Martin Wolf's picture of growth since the 1980s:
SOURCE: MARTIN WOLF, FINANCIAL TIMES |
The graph displays GDP growth summaries for six nations -- "the six biggest high-income economies," Martin Wolf points out. For each nation, the graph shows a cluster of vertical bars. The first bar in each cluster (except the Germany cluster) shows growth for the 1980-2009 period as a whole. The remaining bars in each cluster look at growth by decade.
(The last bar in each cluster shows 2000-2009. The next-to-last bar shows 2000-2007, "that is, before the recent deep recession," as Wolf puts it. The cluster for Germany shows only three bars, because the numbers are for "United Germany," and "All-German data are unavailable for the entire period.")
(In order to look at growth-by-decade I ignore the first bar where it represents the whole 1980-2009 period. To simplify this presentation I ignore the last bar, which basically duplicates the 2000-2007 bar. We take it as given that the growth of 2000-09 is slower than that of 2000-07 due to the sad events of 2008 and 2009.)
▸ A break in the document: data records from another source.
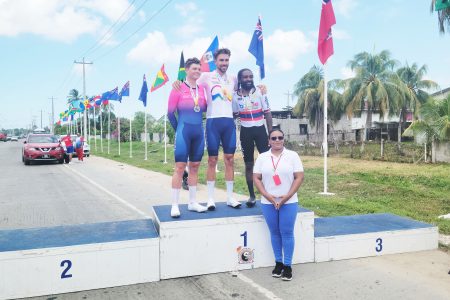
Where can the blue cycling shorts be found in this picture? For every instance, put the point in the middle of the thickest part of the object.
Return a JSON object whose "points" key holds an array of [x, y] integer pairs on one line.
{"points": [[220, 131]]}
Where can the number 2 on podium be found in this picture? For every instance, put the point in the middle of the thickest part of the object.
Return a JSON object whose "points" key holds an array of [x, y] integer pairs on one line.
{"points": [[245, 238], [69, 265]]}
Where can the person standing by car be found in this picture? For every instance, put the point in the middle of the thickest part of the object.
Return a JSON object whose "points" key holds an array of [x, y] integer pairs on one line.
{"points": [[79, 143], [69, 146], [278, 174]]}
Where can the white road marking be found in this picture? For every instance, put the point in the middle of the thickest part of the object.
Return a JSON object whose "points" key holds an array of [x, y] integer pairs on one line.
{"points": [[261, 289], [122, 201]]}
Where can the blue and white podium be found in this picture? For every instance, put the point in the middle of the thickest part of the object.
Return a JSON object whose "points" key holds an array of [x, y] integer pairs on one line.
{"points": [[44, 261], [356, 236], [226, 239]]}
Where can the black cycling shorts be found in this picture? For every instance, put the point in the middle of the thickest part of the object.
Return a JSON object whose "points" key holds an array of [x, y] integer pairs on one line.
{"points": [[249, 137]]}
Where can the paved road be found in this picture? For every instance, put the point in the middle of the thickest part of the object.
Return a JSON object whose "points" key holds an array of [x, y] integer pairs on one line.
{"points": [[103, 190]]}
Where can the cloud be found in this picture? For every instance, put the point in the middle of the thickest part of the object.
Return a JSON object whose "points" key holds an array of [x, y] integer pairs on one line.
{"points": [[61, 20], [283, 47], [345, 7], [347, 73]]}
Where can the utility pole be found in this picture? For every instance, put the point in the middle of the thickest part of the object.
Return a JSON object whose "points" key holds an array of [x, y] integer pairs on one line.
{"points": [[84, 94], [53, 115]]}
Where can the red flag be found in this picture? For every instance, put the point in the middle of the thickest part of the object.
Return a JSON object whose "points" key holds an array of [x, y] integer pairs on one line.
{"points": [[325, 43]]}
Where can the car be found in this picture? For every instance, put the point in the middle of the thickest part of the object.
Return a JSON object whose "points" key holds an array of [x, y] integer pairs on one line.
{"points": [[86, 147], [42, 147]]}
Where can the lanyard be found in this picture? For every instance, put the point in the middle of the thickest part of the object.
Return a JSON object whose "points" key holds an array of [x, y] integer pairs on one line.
{"points": [[275, 165]]}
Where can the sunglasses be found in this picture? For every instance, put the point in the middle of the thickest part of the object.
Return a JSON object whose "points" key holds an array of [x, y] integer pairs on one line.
{"points": [[280, 138]]}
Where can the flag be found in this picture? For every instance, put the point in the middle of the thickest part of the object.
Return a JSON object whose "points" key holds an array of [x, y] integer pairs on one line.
{"points": [[207, 61], [441, 4], [181, 69], [125, 91], [144, 91], [325, 42], [160, 80], [256, 48]]}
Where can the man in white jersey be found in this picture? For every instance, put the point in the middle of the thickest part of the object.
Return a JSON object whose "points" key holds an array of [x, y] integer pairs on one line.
{"points": [[220, 128], [252, 107]]}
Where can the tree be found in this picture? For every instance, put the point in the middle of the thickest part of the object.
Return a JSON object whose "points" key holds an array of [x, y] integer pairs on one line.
{"points": [[443, 17], [434, 122], [374, 87], [309, 90], [413, 93]]}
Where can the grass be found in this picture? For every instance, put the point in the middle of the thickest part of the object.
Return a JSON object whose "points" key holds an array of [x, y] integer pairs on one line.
{"points": [[418, 191]]}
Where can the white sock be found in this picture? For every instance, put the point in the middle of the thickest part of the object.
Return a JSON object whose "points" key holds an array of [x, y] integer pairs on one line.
{"points": [[229, 189], [192, 194], [210, 185], [175, 196]]}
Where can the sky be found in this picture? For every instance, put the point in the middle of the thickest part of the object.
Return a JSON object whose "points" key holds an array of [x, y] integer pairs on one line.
{"points": [[125, 39]]}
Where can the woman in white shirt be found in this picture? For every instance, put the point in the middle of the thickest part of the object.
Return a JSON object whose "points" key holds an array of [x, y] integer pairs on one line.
{"points": [[278, 174]]}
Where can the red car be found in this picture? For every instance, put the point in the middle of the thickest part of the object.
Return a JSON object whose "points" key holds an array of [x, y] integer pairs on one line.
{"points": [[42, 147]]}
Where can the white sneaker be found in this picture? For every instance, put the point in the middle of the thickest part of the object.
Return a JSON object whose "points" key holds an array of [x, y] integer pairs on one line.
{"points": [[196, 207], [211, 205], [233, 203], [175, 211]]}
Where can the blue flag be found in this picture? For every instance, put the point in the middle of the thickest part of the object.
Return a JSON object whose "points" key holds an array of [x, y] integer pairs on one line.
{"points": [[125, 91], [257, 49], [144, 91]]}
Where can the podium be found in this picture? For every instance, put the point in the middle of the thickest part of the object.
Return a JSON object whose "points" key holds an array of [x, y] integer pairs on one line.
{"points": [[356, 236], [43, 261], [226, 239]]}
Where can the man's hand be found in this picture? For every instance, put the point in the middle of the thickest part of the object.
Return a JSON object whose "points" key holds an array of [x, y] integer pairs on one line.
{"points": [[177, 85], [262, 88]]}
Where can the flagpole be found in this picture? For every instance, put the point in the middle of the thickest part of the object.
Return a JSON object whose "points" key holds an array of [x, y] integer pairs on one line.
{"points": [[109, 124], [118, 130], [325, 133], [101, 127], [145, 132], [131, 141]]}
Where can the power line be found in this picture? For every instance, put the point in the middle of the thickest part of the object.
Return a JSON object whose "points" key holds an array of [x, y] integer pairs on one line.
{"points": [[97, 43], [130, 36]]}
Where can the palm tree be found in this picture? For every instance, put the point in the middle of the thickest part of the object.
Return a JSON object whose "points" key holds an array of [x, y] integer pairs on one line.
{"points": [[309, 90], [434, 123], [374, 87], [443, 17], [414, 94]]}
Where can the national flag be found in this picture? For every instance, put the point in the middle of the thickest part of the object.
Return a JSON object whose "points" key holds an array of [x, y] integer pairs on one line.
{"points": [[181, 69], [207, 61], [441, 4], [160, 80], [144, 91], [257, 48], [125, 91], [325, 42]]}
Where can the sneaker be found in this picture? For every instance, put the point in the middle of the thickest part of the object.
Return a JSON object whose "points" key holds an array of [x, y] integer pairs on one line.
{"points": [[185, 185], [196, 207], [211, 205], [175, 211], [276, 272], [251, 202], [233, 203], [286, 275]]}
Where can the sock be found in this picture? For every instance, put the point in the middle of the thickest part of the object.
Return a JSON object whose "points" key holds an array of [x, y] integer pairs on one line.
{"points": [[251, 190], [192, 194], [210, 185], [175, 196], [229, 189]]}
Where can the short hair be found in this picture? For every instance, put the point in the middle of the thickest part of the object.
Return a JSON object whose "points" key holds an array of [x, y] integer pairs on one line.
{"points": [[275, 129], [191, 61], [240, 77], [222, 51]]}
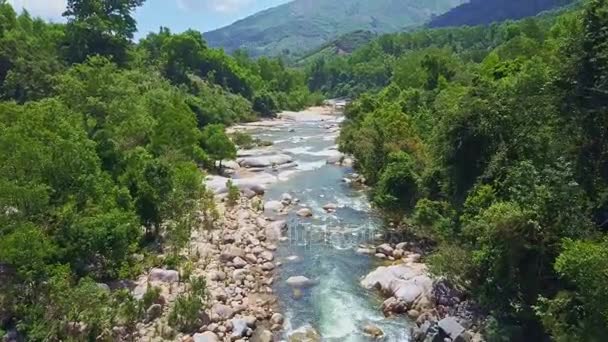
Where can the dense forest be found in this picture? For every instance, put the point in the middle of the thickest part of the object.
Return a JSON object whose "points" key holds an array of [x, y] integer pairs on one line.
{"points": [[103, 143], [488, 142], [492, 142], [477, 12]]}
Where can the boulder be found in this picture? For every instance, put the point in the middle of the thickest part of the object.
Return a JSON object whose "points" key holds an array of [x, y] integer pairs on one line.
{"points": [[261, 334], [264, 161], [401, 245], [216, 275], [207, 336], [373, 330], [239, 328], [364, 251], [300, 281], [404, 282], [330, 207], [450, 327], [305, 212], [304, 334], [221, 311], [238, 262], [153, 312], [267, 266], [274, 230], [286, 199], [276, 318], [273, 206], [165, 276], [240, 274], [267, 255], [231, 252], [385, 249]]}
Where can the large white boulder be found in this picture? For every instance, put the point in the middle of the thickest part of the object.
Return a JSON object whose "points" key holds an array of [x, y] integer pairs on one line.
{"points": [[405, 282], [265, 161], [165, 276]]}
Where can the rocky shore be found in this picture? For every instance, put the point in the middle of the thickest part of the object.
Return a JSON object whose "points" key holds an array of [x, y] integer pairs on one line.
{"points": [[439, 311], [237, 261]]}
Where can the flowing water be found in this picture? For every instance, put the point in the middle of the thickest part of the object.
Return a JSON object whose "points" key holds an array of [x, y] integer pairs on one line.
{"points": [[323, 248]]}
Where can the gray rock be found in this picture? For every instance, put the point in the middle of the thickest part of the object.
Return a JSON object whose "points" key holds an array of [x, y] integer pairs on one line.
{"points": [[231, 252], [261, 334], [153, 312], [251, 258], [265, 161], [385, 249], [451, 327], [401, 245], [273, 206], [304, 334], [239, 263], [305, 212], [267, 266], [286, 199], [239, 328], [276, 318], [267, 256], [240, 274], [373, 331], [329, 207], [165, 276], [216, 275], [364, 251], [300, 281], [207, 336], [223, 312], [274, 230]]}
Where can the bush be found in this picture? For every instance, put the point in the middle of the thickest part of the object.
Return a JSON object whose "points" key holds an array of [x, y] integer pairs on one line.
{"points": [[234, 194], [185, 315]]}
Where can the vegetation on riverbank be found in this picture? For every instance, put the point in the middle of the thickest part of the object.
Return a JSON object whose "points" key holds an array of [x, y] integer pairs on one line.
{"points": [[103, 142], [493, 142]]}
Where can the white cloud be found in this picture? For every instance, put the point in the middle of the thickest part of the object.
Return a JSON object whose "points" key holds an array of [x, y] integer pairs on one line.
{"points": [[46, 9], [221, 6]]}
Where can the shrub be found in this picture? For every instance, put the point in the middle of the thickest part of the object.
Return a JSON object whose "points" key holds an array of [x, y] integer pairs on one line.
{"points": [[234, 194]]}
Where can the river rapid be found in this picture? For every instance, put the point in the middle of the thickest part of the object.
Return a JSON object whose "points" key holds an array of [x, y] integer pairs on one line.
{"points": [[323, 248]]}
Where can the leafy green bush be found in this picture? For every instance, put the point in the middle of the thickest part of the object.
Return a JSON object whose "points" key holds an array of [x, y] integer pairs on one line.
{"points": [[234, 194], [185, 315]]}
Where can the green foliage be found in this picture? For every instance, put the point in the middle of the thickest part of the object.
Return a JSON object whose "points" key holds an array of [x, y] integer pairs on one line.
{"points": [[217, 144], [399, 183], [495, 137], [102, 146], [234, 194], [185, 315], [293, 29], [99, 27]]}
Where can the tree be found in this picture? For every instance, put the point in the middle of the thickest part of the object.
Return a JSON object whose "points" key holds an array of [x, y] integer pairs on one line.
{"points": [[217, 144], [100, 27]]}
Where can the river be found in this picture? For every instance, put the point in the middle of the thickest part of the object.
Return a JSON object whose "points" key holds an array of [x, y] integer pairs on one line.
{"points": [[323, 247]]}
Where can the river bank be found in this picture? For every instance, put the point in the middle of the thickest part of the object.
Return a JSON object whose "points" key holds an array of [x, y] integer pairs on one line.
{"points": [[300, 257]]}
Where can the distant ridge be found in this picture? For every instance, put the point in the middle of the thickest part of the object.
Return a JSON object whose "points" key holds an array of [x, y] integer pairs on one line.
{"points": [[479, 12], [300, 26]]}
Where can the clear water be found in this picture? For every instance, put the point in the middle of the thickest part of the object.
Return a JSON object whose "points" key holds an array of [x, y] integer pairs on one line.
{"points": [[337, 307]]}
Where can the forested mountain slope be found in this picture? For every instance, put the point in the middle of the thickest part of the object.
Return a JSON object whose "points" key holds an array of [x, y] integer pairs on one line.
{"points": [[491, 142], [103, 148], [478, 12], [303, 25]]}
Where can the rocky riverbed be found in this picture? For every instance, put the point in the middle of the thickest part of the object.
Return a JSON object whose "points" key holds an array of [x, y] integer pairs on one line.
{"points": [[300, 257]]}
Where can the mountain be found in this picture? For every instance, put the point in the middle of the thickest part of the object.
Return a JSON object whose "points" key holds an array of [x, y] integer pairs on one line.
{"points": [[479, 12], [303, 25], [344, 44]]}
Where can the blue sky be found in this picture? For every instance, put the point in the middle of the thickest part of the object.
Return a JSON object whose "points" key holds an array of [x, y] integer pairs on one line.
{"points": [[178, 15]]}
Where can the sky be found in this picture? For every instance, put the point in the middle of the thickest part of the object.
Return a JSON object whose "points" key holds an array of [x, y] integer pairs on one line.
{"points": [[178, 15]]}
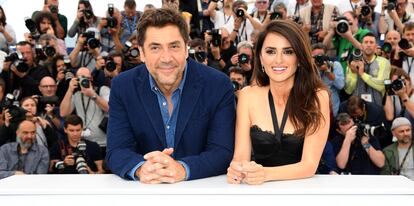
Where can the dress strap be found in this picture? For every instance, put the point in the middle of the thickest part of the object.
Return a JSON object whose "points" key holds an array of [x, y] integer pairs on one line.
{"points": [[278, 131]]}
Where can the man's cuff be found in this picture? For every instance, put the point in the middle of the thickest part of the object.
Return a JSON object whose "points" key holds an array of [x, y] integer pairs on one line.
{"points": [[131, 173], [186, 168]]}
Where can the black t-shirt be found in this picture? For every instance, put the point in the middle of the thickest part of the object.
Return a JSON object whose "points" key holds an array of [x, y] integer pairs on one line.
{"points": [[93, 153]]}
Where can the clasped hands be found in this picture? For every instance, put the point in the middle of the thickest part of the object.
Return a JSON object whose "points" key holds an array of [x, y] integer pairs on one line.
{"points": [[160, 167], [246, 172]]}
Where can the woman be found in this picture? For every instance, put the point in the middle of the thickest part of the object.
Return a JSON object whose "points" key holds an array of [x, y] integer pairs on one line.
{"points": [[289, 91], [85, 18], [7, 34]]}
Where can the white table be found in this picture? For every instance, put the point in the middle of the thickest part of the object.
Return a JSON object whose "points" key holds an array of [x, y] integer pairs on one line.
{"points": [[209, 191]]}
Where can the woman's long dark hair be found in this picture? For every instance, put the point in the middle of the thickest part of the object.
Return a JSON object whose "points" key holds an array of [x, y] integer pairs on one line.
{"points": [[304, 105]]}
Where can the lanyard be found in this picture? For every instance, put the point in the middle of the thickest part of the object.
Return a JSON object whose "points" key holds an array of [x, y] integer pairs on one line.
{"points": [[131, 27], [85, 109], [405, 157]]}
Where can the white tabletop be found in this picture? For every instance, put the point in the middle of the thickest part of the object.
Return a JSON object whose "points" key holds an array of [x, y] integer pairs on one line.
{"points": [[112, 184]]}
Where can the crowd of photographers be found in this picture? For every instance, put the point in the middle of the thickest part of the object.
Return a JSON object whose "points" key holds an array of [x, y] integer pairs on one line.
{"points": [[58, 98]]}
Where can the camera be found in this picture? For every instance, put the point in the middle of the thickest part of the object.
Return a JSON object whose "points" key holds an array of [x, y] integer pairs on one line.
{"points": [[243, 58], [215, 37], [343, 25], [240, 13], [91, 41], [363, 129], [404, 44], [52, 100], [18, 61], [31, 26], [386, 47], [320, 60], [112, 22], [83, 82], [129, 51], [53, 9], [391, 5], [236, 85], [276, 15], [17, 114], [391, 86], [87, 13], [79, 156]]}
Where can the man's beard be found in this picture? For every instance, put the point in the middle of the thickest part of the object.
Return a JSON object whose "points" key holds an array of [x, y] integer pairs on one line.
{"points": [[26, 144]]}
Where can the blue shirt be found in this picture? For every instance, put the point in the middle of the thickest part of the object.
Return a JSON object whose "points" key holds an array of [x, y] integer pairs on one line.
{"points": [[170, 121]]}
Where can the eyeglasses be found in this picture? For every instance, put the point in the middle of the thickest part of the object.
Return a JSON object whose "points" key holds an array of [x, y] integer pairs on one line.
{"points": [[48, 86]]}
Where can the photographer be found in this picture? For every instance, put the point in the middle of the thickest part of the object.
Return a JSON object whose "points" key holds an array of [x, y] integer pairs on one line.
{"points": [[86, 50], [316, 19], [110, 28], [244, 24], [45, 134], [396, 15], [356, 152], [90, 105], [345, 41], [130, 18], [399, 99], [73, 154], [331, 74], [243, 59], [59, 21], [366, 73], [399, 158], [85, 18], [23, 75]]}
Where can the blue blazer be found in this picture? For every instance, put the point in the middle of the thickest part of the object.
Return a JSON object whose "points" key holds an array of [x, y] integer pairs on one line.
{"points": [[204, 136]]}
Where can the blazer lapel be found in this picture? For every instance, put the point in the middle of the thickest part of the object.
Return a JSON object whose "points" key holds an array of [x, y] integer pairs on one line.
{"points": [[189, 99], [150, 103]]}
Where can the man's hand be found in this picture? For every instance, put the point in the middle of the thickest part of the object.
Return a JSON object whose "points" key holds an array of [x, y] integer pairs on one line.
{"points": [[162, 168]]}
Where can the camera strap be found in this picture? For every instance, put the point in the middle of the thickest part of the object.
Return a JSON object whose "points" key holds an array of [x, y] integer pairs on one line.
{"points": [[278, 131], [405, 158]]}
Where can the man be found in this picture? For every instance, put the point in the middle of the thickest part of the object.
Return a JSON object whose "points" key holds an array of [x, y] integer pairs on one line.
{"points": [[90, 104], [168, 121], [331, 74], [316, 19], [66, 156], [395, 18], [399, 157], [24, 156], [25, 82], [344, 43], [60, 20], [130, 18], [356, 152], [365, 77]]}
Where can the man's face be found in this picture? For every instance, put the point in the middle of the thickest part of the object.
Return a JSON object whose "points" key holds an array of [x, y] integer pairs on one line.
{"points": [[47, 87], [237, 78], [26, 132], [403, 134], [369, 45], [262, 5], [27, 53], [44, 25], [409, 35], [165, 55], [74, 132], [393, 37]]}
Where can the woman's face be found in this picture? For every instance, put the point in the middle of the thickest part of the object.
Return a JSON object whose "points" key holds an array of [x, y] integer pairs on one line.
{"points": [[30, 106], [278, 58]]}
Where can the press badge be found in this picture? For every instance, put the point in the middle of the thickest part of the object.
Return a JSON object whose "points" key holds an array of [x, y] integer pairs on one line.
{"points": [[86, 132], [366, 97]]}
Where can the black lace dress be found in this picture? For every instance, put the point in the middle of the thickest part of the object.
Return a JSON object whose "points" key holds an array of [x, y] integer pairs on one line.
{"points": [[275, 149]]}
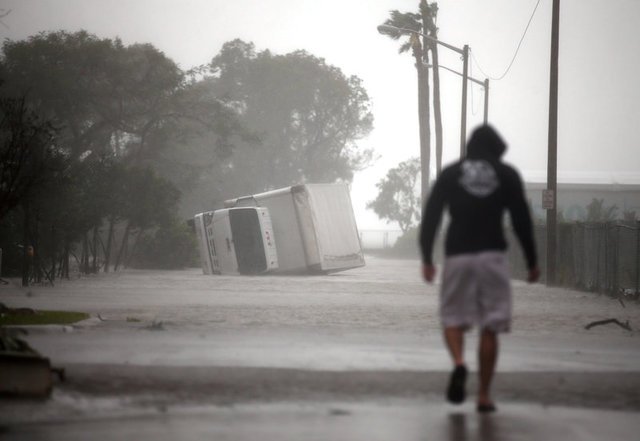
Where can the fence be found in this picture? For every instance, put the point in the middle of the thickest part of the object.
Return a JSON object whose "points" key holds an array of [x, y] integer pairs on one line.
{"points": [[600, 257], [378, 239]]}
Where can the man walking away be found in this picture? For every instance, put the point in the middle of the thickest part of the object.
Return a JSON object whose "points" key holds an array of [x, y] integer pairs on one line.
{"points": [[476, 289]]}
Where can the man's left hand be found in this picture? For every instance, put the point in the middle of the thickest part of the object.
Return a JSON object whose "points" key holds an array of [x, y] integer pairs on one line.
{"points": [[428, 272]]}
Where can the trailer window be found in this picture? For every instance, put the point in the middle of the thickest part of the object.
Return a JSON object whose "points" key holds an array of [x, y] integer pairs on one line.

For Germany, the graph shows slower growth in the 2000s than the 1990s.
For France, the graph shows slower growth in the 2000s than the 1990s, and slower in the 1990s than the 1980s.
For Italy, the US and the UK, it is the same as France: Older is better; newer is slower, newest is slowest. Japan is the only nation of the six to show any improvement at all. For Japan, the 1980s were very good, the 1990s were very bad, and then for 2000-07 things were up a bit.
For Germany, two time periods and one decline. For France, Italy, the US and the UK, three periods and two declines. Each. For Japan, three periods, one step down and one step up. I count eleven steps in total: ten go down, one goes up.
Out of 11 flips of a coin, the chance of getting heads once and tails ten times is eleven out of 2048 -- check me on that -- or about 1 in 186 tries. Not much chance that Martin Wolf's downhill trend is just bad luck.